Biography
Howard E. Koch, outstanding author of radio scripts, plays and screenplays, was born in New York City and grew up in Kingston, New York. He was a graduate of St. Stephen's College (now Bard College) and received a law degree from Columbia in 1925. While practicing law in Hartsdale, New York he began to write plays. Great Scott (1929), Give Us This Day (1933), and In Time To Come (1941) were produced on Broadway. His radio work in the 1930s as a writer for the CBS Mercury Theater on the Air included the famous Orson Welles radio drama The War Of the Worlds (1938), which caused a nationwide panic for its documentary-like portrayal of an invasion of monsters from the planet Mars.
In 1940 he launched his career in Hollywood, collaborating on the screenplay for The Sea Hawk (1940). Screenplays written since then include The Letter (1940), Sergeant York (1941), Casablanca (1942), Mission to Moscow (1943), Letter From an Unknown Woman (1948) and No Sad Songs for Me (1950). He won an Academy Award for collaboration on the best screenplay of 1942 for Casablanca.
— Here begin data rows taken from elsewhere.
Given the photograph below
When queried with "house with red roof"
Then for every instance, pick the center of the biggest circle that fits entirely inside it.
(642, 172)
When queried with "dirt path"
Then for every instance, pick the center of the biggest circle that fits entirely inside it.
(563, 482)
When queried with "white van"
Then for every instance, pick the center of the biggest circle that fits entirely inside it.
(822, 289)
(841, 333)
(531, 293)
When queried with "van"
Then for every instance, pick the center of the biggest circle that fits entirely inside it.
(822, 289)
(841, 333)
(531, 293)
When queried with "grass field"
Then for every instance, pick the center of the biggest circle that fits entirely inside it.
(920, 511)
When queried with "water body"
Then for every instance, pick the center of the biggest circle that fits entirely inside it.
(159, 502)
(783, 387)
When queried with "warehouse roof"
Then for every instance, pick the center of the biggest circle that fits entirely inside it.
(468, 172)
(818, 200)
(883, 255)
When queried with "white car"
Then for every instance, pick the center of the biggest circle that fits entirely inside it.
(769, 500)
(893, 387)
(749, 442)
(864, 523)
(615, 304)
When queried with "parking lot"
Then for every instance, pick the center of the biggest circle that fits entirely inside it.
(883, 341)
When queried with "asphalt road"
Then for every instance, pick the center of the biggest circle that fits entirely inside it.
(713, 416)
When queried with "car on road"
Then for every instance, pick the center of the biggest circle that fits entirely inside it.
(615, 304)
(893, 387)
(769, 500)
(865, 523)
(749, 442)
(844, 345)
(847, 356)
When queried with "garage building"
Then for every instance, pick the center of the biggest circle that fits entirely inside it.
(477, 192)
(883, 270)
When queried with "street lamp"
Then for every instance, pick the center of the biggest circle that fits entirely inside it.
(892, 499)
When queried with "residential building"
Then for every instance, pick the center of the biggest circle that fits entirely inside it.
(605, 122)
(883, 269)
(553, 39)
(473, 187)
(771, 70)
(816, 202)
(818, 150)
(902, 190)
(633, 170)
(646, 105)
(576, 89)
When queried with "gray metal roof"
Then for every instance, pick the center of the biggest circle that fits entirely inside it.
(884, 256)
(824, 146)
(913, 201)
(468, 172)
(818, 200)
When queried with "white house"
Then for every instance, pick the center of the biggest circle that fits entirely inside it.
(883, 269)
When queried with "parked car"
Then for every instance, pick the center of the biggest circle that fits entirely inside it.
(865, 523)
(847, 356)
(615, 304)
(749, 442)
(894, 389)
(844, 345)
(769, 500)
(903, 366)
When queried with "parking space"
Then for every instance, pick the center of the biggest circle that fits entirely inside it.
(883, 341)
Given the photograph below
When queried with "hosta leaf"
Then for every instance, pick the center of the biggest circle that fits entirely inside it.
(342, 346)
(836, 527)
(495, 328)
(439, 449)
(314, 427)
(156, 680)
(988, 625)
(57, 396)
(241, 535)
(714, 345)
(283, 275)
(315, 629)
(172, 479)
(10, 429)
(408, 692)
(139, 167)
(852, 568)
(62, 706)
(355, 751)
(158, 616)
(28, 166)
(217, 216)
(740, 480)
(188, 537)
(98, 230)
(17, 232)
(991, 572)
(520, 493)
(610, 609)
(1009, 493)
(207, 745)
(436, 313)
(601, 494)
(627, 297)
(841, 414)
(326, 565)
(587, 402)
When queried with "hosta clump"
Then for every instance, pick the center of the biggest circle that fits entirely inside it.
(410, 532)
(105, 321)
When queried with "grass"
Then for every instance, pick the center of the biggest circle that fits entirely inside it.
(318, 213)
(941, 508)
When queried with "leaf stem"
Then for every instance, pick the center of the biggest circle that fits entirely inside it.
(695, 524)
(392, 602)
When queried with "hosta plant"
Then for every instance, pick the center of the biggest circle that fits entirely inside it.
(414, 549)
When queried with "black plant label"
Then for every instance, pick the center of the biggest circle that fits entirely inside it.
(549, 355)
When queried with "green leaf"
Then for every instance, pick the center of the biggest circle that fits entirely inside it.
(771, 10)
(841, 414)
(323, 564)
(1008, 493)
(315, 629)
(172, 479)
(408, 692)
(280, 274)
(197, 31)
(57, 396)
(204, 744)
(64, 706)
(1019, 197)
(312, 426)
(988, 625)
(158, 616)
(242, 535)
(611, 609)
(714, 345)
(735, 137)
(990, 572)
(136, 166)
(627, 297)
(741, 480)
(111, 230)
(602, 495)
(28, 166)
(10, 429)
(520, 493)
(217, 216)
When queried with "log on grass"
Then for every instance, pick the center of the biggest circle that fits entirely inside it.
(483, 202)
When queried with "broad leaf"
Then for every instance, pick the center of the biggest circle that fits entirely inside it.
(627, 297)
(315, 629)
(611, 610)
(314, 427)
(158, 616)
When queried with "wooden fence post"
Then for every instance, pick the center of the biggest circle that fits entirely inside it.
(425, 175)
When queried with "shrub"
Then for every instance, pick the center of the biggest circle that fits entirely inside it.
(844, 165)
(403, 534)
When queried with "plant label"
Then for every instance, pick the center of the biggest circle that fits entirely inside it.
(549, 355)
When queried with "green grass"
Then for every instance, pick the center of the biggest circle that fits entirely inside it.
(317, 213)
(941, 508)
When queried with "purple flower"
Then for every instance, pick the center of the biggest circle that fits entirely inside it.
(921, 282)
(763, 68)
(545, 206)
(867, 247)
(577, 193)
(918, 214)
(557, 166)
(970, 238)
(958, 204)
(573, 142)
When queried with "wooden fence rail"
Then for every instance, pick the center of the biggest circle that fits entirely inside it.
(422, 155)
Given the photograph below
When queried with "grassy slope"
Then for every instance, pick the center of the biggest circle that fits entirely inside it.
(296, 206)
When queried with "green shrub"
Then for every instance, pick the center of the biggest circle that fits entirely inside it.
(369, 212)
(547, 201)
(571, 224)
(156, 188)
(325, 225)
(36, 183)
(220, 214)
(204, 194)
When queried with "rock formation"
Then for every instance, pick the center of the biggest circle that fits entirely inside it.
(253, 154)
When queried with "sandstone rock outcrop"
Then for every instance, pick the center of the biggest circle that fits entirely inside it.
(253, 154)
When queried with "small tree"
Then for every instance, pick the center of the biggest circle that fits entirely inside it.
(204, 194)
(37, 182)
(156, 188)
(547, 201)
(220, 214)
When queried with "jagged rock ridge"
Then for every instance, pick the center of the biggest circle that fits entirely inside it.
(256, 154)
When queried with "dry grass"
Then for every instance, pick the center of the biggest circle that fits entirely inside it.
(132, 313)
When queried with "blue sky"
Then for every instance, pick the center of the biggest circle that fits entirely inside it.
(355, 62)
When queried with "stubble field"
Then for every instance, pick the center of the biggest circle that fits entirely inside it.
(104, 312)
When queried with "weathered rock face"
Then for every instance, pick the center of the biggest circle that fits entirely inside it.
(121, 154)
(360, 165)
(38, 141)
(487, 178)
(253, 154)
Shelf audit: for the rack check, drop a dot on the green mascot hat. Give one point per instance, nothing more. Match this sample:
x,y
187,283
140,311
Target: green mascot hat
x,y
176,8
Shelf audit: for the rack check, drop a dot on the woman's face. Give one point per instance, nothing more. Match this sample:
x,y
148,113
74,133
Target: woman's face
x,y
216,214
Mission to Moscow eventually led to Koch's blacklisting in 1951. This wartime film, which portrayed Stalin and the Soviet Union positively, ironically was written at the request of President Roosevelt and Jack Warner. As a result of the blacklist, he moved with his family to Europe and eventually took up residence in the United Kingdom with other blacklisted writers where he wrote for five years for film and television under the pseudonyms "Peter Howard" and "Anne Rodney." In 1956, he returned to the United States and settled in Woodstock, New York, where he continued to write screenplays and books and remained actively committed to progressive political and social justice causes. Howard Koch died 1995 in Kingston, New York and is survived by wife, Anne and son, Peter.